# Tutorial Part 2: Arrays, Dictionaries and Reference Values

**Table of Content**

* [Isopy Arrays](#Isopy-Arrays)
    * [Creating Arrays](#Creating-Arrays)
    * [Array Attributes](#Array-Attributes)
    * [Array Methods](#Array-Methods)
    * [Array Functions](#Array-Functions)
* [Isopy Dictionaries](#Isopy-Dictionaries)
* [Reference Values](#Reference-Values)

In [1]:
import isopy
import numpy as np
import pyperclip # library for interacting with the clipboard

## Isopy Arrays
An isopy array can be seen as a table of data with a certain number of rows and columns. Each column has a key in the form of an isopy key string. These arrays allow you to easily manipulate data while keeping track of what the values represents. Technically, isopy arrays are a custom view of a structured numpy array. This means that they inherit much of the functionality of a numpy array. 

### Creating Arrays
You can create arrays directly using the different array flavours, e.g. ``IsotopeArray``, or by using the ``array`` and ``asarray`` functions. Isopy arrays can be created from a range of different data, described below.

---
When the input is a list/tuple or a numpy array we have to pass along the keys for each column in the input

In [50]:
data = [10, 20, 30] # Produces a 0-dimensional array
isopy.array(data, ['ru', 'pd', 'cd']) 

(row) , Ru , Pd , Cd 
None  , 10 , 20 , 30 

In [44]:
data = np.array([[10, 20, 30], [11, 21, 31]]) #Produces a 1-dimensional array
isopy.array(data, ['ru', 'pd', 'cd']) 

(row) , Ru , Pd , Cd 
0     , 10 , 20 , 30 
1     , 11 , 21 , 31 

**Note** The data type of each column defaults to ``numpy.float64`` for values that do not have a numpy dtype. If a value cannot be represented as a float the default data type inferred by numpy will be used. In the examples above the first array created will use the default data type while the second array will inherit the data type of the input, ``np.int32`` in this case.

---
Using the ``dtype`` keyword you can specify the data type for columns in the array. Any data type accepted by numpy is valid. You can either pass a single data type or a tuple of data types. The latter will use the first the data type which is valid for all the data in the column.

In [20]:
isopy.array([10, 20, 30], ['ru', 'pd', 'cd']).dtype # f8 stands for np.float64

dtype([('Ru', '<f8'), ('Pd', '<f8'), ('Cd', '<f8')])

In [21]:
isopy.array([10, 20, 30], ['ru', 'pd', 'cd'], dtype=np.int32).dtype # i4 stands for np.int32

dtype([('Ru', '<i4'), ('Pd', '<i4'), ('Cd', '<i4')])

In [30]:
isopy.array(['ten', 20, 30], ['ru', 'pd', 'cd'], dtype=(np.int32, str)).dtype # U stands for unicode string and the next number is the maximum length

dtype([('Ru', '<U3'), ('Pd', '<i4'), ('Cd', '<i4')])

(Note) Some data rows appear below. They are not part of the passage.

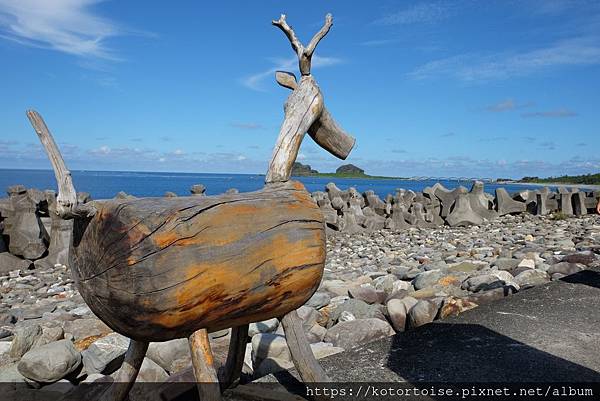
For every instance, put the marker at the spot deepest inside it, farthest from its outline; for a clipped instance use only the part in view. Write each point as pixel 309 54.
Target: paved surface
pixel 549 333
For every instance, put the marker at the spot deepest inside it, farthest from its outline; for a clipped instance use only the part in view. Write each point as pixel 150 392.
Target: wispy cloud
pixel 248 126
pixel 560 113
pixel 482 68
pixel 69 26
pixel 255 81
pixel 419 13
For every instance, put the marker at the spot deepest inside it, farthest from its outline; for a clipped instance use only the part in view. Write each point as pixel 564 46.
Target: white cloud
pixel 481 68
pixel 255 81
pixel 68 26
pixel 419 13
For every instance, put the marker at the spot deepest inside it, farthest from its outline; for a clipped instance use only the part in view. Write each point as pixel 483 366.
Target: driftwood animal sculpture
pixel 155 269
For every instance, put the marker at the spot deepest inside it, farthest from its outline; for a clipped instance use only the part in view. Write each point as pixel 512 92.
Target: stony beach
pixel 377 281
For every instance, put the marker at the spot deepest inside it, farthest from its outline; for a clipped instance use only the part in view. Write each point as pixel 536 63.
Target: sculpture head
pixel 304 110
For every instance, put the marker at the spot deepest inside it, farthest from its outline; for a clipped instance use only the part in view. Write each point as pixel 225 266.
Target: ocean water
pixel 106 184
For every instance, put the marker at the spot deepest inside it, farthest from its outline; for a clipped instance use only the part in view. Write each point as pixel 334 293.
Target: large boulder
pixel 357 332
pixel 106 354
pixel 50 362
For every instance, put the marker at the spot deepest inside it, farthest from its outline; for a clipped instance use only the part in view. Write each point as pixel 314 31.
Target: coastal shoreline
pixel 558 184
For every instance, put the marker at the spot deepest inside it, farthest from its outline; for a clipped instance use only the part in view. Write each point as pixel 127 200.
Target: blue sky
pixel 465 88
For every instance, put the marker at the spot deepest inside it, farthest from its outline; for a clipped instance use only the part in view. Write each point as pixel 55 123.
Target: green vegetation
pixel 345 171
pixel 586 179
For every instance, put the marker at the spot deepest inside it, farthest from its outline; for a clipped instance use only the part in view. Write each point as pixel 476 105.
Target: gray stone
pixel 422 313
pixel 531 277
pixel 10 262
pixel 269 345
pixel 319 300
pixel 565 268
pixel 198 189
pixel 368 294
pixel 358 308
pixel 427 279
pixel 357 332
pixel 50 362
pixel 480 283
pixel 106 354
pixel 167 353
pixel 397 314
pixel 506 263
pixel 24 339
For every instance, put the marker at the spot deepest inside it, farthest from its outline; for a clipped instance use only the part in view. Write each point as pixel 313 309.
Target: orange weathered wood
pixel 160 268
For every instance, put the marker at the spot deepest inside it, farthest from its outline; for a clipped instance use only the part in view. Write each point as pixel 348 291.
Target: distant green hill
pixel 586 179
pixel 345 171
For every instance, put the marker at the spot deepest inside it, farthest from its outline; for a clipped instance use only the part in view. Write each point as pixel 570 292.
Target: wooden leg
pixel 309 369
pixel 127 373
pixel 235 357
pixel 203 365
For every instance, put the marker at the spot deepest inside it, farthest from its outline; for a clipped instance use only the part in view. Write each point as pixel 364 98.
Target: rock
pixel 397 313
pixel 531 277
pixel 584 258
pixel 368 294
pixel 318 300
pixel 198 189
pixel 357 332
pixel 322 350
pixel 464 267
pixel 316 333
pixel 49 334
pixel 527 263
pixel 422 313
pixel 427 279
pixel 269 345
pixel 151 372
pixel 83 328
pixel 565 268
pixel 167 353
pixel 506 205
pixel 50 362
pixel 10 262
pixel 506 263
pixel 308 315
pixel 454 306
pixel 359 309
pixel 24 339
pixel 106 354
pixel 266 326
pixel 10 374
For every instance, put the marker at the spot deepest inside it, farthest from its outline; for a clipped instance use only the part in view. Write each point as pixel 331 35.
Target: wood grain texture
pixel 324 131
pixel 204 367
pixel 302 108
pixel 231 372
pixel 67 206
pixel 155 269
pixel 127 373
pixel 305 362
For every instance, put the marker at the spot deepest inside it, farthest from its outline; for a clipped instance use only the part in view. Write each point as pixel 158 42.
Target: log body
pixel 155 269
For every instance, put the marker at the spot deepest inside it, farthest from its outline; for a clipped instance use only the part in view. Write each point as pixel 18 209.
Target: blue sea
pixel 106 184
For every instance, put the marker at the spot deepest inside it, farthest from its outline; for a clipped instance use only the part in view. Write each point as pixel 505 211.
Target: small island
pixel 585 179
pixel 345 171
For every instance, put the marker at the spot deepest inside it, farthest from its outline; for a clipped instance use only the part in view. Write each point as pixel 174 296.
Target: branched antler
pixel 291 35
pixel 319 35
pixel 304 54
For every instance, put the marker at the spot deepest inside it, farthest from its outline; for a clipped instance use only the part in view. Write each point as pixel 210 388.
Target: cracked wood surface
pixel 160 268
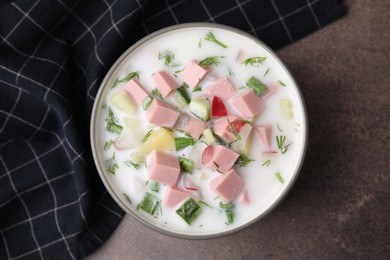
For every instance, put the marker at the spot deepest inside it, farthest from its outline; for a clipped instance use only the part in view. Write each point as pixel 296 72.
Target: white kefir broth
pixel 260 180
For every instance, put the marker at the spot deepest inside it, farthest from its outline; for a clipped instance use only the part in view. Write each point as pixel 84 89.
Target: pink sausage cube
pixel 221 127
pixel 165 84
pixel 221 88
pixel 219 157
pixel 248 103
pixel 163 167
pixel 263 134
pixel 195 127
pixel 193 73
pixel 136 91
pixel 228 185
pixel 244 198
pixel 174 196
pixel 162 114
pixel 270 90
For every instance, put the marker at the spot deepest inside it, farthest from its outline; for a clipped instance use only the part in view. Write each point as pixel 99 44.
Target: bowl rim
pixel 120 201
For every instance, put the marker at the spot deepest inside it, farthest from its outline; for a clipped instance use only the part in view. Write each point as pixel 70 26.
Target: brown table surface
pixel 339 206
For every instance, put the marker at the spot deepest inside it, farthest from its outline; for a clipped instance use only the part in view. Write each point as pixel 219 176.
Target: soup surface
pixel 199 130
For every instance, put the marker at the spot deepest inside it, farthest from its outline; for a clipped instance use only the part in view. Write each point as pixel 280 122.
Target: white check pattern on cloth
pixel 52 203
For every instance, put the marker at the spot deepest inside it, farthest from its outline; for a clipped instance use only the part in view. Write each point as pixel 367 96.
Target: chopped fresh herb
pixel 128 77
pixel 281 83
pixel 228 207
pixel 167 56
pixel 196 89
pixel 233 128
pixel 146 102
pixel 111 164
pixel 280 141
pixel 277 125
pixel 147 136
pixel 183 142
pixel 266 72
pixel 254 61
pixel 112 125
pixel 266 163
pixel 257 85
pixel 135 165
pixel 127 197
pixel 150 204
pixel 213 60
pixel 204 203
pixel 243 160
pixel 280 178
pixel 155 186
pixel 157 93
pixel 186 165
pixel 189 211
pixel 210 37
pixel 108 144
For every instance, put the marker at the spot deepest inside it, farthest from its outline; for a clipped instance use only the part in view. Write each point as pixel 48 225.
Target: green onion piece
pixel 257 85
pixel 150 204
pixel 111 164
pixel 280 178
pixel 228 207
pixel 186 165
pixel 155 186
pixel 127 197
pixel 189 211
pixel 146 102
pixel 213 60
pixel 210 37
pixel 254 61
pixel 183 142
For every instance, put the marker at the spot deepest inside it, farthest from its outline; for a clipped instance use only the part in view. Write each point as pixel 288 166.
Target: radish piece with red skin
pixel 218 108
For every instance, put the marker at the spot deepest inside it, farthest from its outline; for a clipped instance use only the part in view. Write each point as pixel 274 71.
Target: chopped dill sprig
pixel 254 61
pixel 213 60
pixel 243 160
pixel 210 37
pixel 128 77
pixel 280 141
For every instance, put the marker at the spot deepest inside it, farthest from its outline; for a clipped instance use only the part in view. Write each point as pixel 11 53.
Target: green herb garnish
pixel 196 89
pixel 280 141
pixel 155 186
pixel 147 136
pixel 128 77
pixel 127 197
pixel 186 165
pixel 189 211
pixel 157 93
pixel 111 164
pixel 266 163
pixel 146 102
pixel 133 164
pixel 150 204
pixel 228 207
pixel 254 61
pixel 281 83
pixel 210 37
pixel 243 160
pixel 280 178
pixel 213 60
pixel 112 125
pixel 183 142
pixel 257 85
pixel 108 144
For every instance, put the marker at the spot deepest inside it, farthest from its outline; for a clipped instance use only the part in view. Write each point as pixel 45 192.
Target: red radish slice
pixel 218 108
pixel 207 154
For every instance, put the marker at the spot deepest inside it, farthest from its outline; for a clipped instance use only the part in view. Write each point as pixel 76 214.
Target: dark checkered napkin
pixel 53 56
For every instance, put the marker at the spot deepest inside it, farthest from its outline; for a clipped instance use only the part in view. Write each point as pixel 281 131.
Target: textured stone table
pixel 339 207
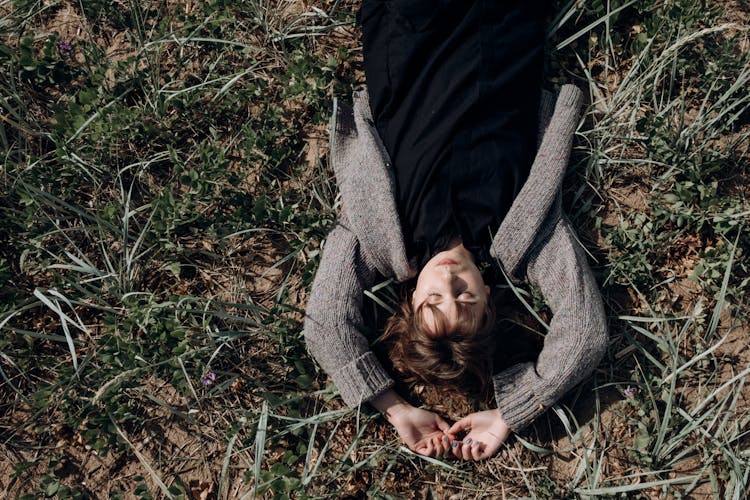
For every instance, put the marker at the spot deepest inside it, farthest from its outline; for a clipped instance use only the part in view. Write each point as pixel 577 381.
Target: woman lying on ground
pixel 450 157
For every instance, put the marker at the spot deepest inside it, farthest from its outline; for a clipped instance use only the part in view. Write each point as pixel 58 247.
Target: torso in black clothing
pixel 454 89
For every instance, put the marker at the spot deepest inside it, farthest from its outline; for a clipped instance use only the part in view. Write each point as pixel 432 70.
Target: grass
pixel 165 192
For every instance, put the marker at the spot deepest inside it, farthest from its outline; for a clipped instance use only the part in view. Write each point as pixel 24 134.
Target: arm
pixel 333 331
pixel 333 319
pixel 577 338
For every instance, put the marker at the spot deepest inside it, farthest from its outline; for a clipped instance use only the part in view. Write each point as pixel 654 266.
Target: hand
pixel 422 431
pixel 486 432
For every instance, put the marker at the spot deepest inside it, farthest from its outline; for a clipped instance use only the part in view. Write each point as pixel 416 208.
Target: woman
pixel 438 168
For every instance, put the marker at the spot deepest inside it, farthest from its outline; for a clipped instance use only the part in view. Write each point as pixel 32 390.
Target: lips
pixel 447 262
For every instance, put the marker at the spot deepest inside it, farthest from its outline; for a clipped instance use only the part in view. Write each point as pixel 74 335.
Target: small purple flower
pixel 208 379
pixel 630 392
pixel 64 47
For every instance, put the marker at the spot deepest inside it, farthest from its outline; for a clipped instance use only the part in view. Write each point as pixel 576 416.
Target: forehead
pixel 442 320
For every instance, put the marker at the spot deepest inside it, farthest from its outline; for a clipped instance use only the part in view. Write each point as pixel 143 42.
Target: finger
pixel 459 426
pixel 456 449
pixel 476 451
pixel 466 449
pixel 442 424
pixel 437 445
pixel 445 445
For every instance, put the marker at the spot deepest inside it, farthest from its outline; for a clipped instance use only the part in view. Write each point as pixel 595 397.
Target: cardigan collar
pixel 365 178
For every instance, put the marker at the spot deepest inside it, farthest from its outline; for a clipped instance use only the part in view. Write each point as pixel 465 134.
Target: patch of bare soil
pixel 176 441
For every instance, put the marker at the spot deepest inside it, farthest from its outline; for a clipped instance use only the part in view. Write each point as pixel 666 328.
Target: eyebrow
pixel 470 302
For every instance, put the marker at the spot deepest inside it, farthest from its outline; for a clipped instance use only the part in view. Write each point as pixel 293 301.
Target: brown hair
pixel 461 358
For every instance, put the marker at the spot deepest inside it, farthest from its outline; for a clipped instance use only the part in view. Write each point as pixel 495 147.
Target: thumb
pixel 460 425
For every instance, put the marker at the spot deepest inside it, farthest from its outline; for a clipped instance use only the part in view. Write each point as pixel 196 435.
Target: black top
pixel 454 89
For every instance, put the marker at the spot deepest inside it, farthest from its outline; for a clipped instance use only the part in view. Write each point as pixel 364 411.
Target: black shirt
pixel 454 90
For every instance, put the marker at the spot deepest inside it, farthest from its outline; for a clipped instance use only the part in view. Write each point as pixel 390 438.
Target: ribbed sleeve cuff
pixel 522 223
pixel 520 396
pixel 361 379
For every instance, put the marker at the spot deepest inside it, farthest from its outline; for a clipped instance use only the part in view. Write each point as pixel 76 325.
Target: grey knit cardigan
pixel 534 244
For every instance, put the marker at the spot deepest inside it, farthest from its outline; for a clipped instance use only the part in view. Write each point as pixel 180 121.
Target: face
pixel 448 279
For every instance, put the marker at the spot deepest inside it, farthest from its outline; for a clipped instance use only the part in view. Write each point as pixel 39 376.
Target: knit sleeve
pixel 333 319
pixel 577 338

To specify different data types for different columns pass a list of equal length to the number of columns.

In [24]:
isopy.array([10, 20, 30], ['ru', 'pd', 'cd'], dtype=[str, np.int32, np.float64]).dtype

dtype([('Ru', '<U2'), ('Pd', '<i4'), ('Cd', '<f8')])

---
Using the ``ndim`` keyword you can specify the number of dimensions of the array. To return a 0-dimensional array if possible, otherwise return a 1-dimensional array specify ``ndim`` as ``-1``. The row number of 0-dimensional arrays will appear as ``"None"`` in the ``repr()`` output of an array. You can also check the dimensionality of an array using the ``ndim`` attribute.

In [25]:
isopy.array([10, 20, 30], ['ru', 'pd', 'cd'], ndim=0) # Make 0-dimensional

(row) , Ru , Pd , Cd 
None  , 10 , 20 , 30 

In [26]:
isopy.array([10, 20, 30], ['ru', 'pd', 'cd'], ndim=1) # Make 1-dimensional

(row) , Ru , Pd , Cd 
0     , 10 , 20 , 30 

In [28]:
isopy.array([10, 20, 30], ['ru', 'pd', 'cd'], ndim=-1) # Make 0-dimesional if possible otherwise 1-dimensional.

(row) , Ru , Pd , Cd 
None  , 10 , 20 , 30 

In [27]:
isopy.array([[10, 20, 30], [11, 21, 31]], ['ru', 'pd', 'cd'], ndim = -1) 

(row) , Ru , Pd , Cd 
0     , 10 , 20 , 30 
1     , 11 , 21 , 31 

---
If the input is a dictionary or a structured numpy array the name of each column will be automatically inferred from the first argument.

In [46]:
data = dict(ru = [10, 11], pd= [20, 21], cd = [30, 31])
isopy.array(data)

(row) , Ru , Pd , Cd 
0     , 10 , 20 , 30 
1     , 11 , 21 , 31 

In [47]:
data = np.array([(10, 20, 30), (11, 21, 31)], dtype = [('ru', float), ('pd', float), ('cd', float)])
isopy.array(data)

(row) , Ru , Pd , Cd 
0     , 10 , 20 , 30 
1     , 11 , 21 , 31 

You can overwrite the inferred column keys by passing keys during creation

In [49]:
data = dict(ru = [10, 11], pd= [20, 21], cd = [30, 31])
isopy.array(data, ['101ru', '105pd', '111cd'])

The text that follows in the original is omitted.